Cool 2001 Once upon a time in Silicon Valley...Okay, this year was no fairy tale, but there's plenty of tech to celebrate.
By Lee Clifford

(FORTUNE Magazine) – Here's what we learned while searching for Cool Companies this annus horribilis. No. 1: It was a very, very bad year to be a company masseur. No. 2: Retro--as in profits--is back. (It's the new black, if you will.) No. 3: Cash bars are de rigueur.

In years past we've learned slightly more cosmic things. But the startup environment these days teeters somewhere between post-apocalyptic shock and hopeful desperation, making it a particularly, well, poignant time to search for cool.

Here's a typical--and true--scenario: In early spring a chirpy young flak calls from a hot San Francisco "relationship marketing" company (don't ask), relentlessly pitching her employer. A few days later she calls back. Is she following up? Not quite. She's now pitching her husband's company--in the three-day interim she has been pink-slipped.

Press releases, too, reflect the increasing desperation of these lean times. One proudly trumpets CommerceRoute, "a box that converts any form of data to any other form of data and then does what you tell it to do." (But can it chop and dice too?)

Beneath the devastation, however, cool lives. Take Genoa, a chip company whose product was thought by some to defy laws of physics. Or Atheros, which is refining a new wireless standard that could rock the industry.

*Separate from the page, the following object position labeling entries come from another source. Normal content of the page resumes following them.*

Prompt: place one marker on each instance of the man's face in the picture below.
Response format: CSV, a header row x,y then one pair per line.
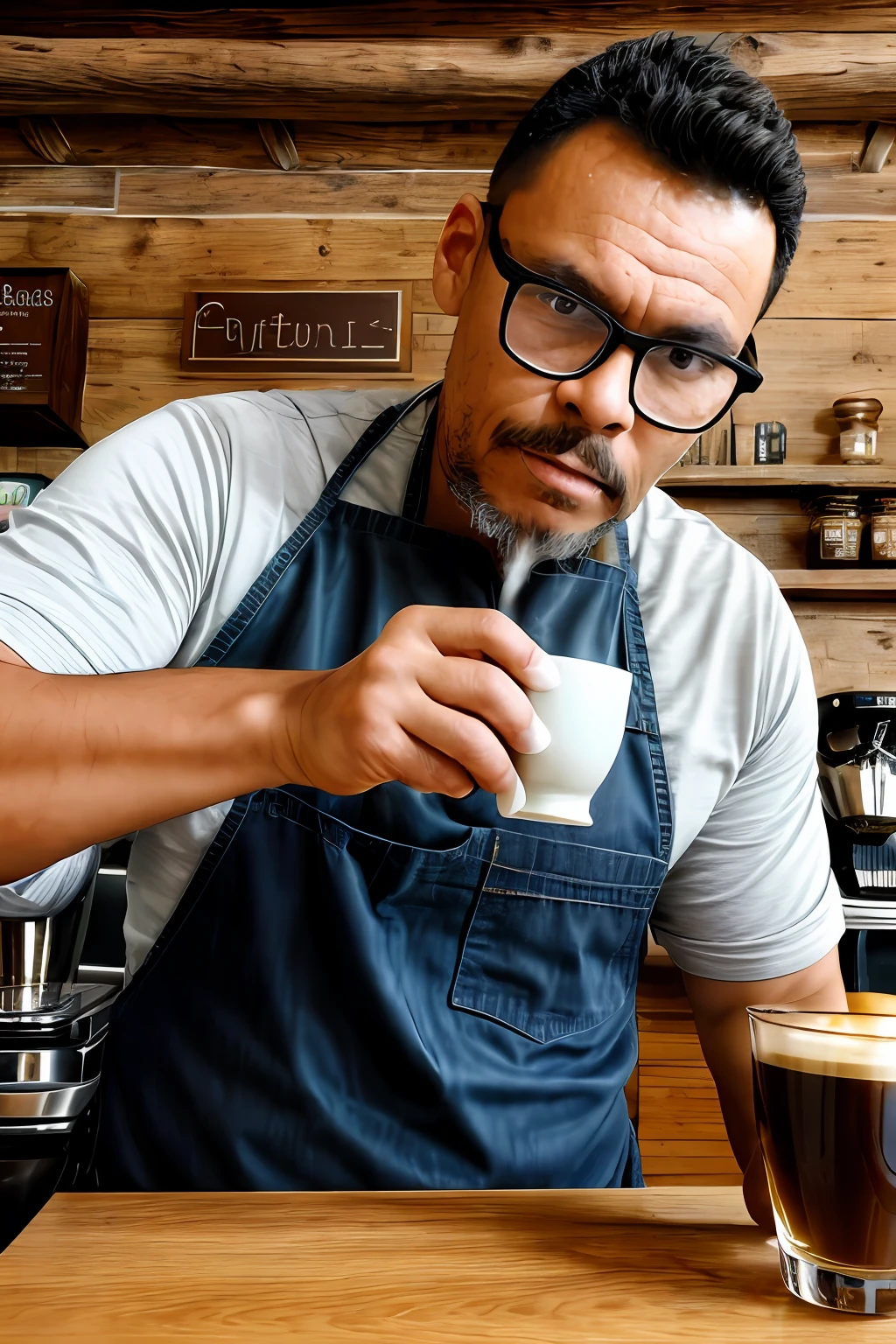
x,y
662,253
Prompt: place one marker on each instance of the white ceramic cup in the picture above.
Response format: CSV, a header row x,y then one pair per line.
x,y
586,717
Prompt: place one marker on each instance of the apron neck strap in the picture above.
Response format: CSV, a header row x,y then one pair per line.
x,y
371,440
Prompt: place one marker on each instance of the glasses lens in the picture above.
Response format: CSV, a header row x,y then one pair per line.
x,y
554,332
682,388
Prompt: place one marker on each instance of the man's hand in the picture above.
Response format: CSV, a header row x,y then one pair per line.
x,y
720,1013
434,704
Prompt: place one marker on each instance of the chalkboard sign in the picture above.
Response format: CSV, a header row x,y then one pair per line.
x,y
43,356
298,328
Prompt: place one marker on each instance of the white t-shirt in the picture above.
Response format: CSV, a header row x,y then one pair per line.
x,y
138,553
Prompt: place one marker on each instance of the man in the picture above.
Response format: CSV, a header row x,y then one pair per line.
x,y
360,972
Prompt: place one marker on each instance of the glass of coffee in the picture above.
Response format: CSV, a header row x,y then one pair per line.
x,y
825,1093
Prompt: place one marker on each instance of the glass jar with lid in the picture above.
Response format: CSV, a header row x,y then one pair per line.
x,y
881,529
858,420
835,533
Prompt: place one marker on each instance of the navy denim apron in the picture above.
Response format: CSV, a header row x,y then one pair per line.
x,y
398,990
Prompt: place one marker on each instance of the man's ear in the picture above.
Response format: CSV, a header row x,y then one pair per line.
x,y
456,255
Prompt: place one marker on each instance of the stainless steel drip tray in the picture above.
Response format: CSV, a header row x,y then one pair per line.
x,y
57,1066
32,1101
50,1015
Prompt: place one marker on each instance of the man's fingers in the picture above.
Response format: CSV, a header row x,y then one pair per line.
x,y
488,692
464,739
471,632
427,770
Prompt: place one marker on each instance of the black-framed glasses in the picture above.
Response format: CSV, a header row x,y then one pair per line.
x,y
552,331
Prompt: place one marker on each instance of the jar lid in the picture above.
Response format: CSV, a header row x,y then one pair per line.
x,y
865,409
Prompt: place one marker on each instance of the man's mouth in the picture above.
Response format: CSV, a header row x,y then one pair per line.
x,y
567,474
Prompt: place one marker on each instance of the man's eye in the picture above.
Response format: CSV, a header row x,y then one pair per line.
x,y
682,358
560,304
688,360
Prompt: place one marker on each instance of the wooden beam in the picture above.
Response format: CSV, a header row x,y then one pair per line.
x,y
58,188
411,80
135,366
815,75
311,195
140,268
441,18
841,269
191,143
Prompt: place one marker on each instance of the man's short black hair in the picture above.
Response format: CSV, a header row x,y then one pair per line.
x,y
688,102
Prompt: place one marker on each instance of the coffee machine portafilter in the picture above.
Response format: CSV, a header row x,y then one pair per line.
x,y
52,1035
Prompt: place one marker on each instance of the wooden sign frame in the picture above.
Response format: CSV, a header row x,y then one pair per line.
x,y
208,300
43,356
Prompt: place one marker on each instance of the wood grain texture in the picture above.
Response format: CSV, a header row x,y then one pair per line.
x,y
58,188
835,584
313,192
850,644
140,268
328,193
815,75
133,368
442,18
808,365
191,143
413,80
659,1265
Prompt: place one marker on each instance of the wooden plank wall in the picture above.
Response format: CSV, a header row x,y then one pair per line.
x,y
145,150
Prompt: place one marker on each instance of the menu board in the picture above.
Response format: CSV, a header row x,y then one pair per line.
x,y
300,328
43,355
27,324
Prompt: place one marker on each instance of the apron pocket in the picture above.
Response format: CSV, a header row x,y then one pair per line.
x,y
555,958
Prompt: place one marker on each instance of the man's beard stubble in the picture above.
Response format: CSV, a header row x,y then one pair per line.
x,y
464,483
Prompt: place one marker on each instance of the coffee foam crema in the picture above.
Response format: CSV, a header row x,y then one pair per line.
x,y
838,1045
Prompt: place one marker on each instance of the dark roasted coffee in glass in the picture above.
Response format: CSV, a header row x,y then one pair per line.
x,y
825,1092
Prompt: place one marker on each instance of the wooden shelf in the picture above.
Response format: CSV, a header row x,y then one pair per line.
x,y
837,584
774,478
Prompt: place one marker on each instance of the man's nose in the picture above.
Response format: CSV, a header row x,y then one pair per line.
x,y
601,398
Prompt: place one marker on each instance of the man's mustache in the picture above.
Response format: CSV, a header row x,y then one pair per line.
x,y
594,451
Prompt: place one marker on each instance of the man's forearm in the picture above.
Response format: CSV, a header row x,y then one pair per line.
x,y
92,757
720,1013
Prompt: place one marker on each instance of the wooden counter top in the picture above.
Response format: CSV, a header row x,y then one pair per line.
x,y
660,1265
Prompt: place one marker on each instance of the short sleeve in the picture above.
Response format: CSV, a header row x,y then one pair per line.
x,y
752,897
105,570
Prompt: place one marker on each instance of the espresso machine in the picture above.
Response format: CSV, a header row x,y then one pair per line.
x,y
52,1035
858,781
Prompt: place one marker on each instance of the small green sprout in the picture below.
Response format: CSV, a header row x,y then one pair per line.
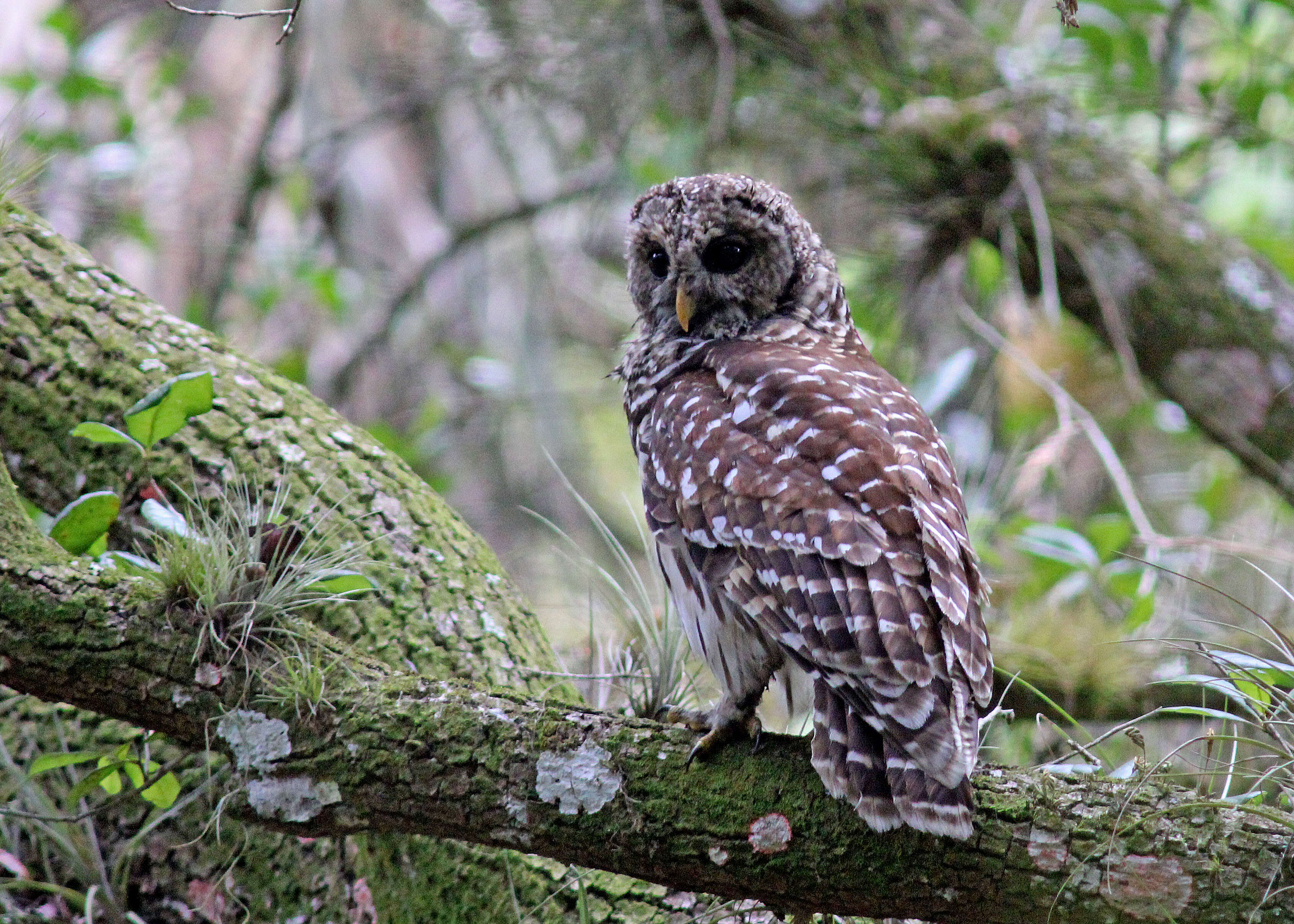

Though this is without a doubt the toughest year for techies since FORTUNE launched its list in 1993, choosing what's cool has essentially remained unchanged. Yes, we've opened the field to people, products, and trends. Yes, we took a more sober and measured approach to our list. Still, we followed the same procedure: We polled the smartest people we know and combed through hundreds of startups. And in the end, as always, choosing what's cool comes down to pornography. As in: Defining it is nearly impossible. But you know it when you see it.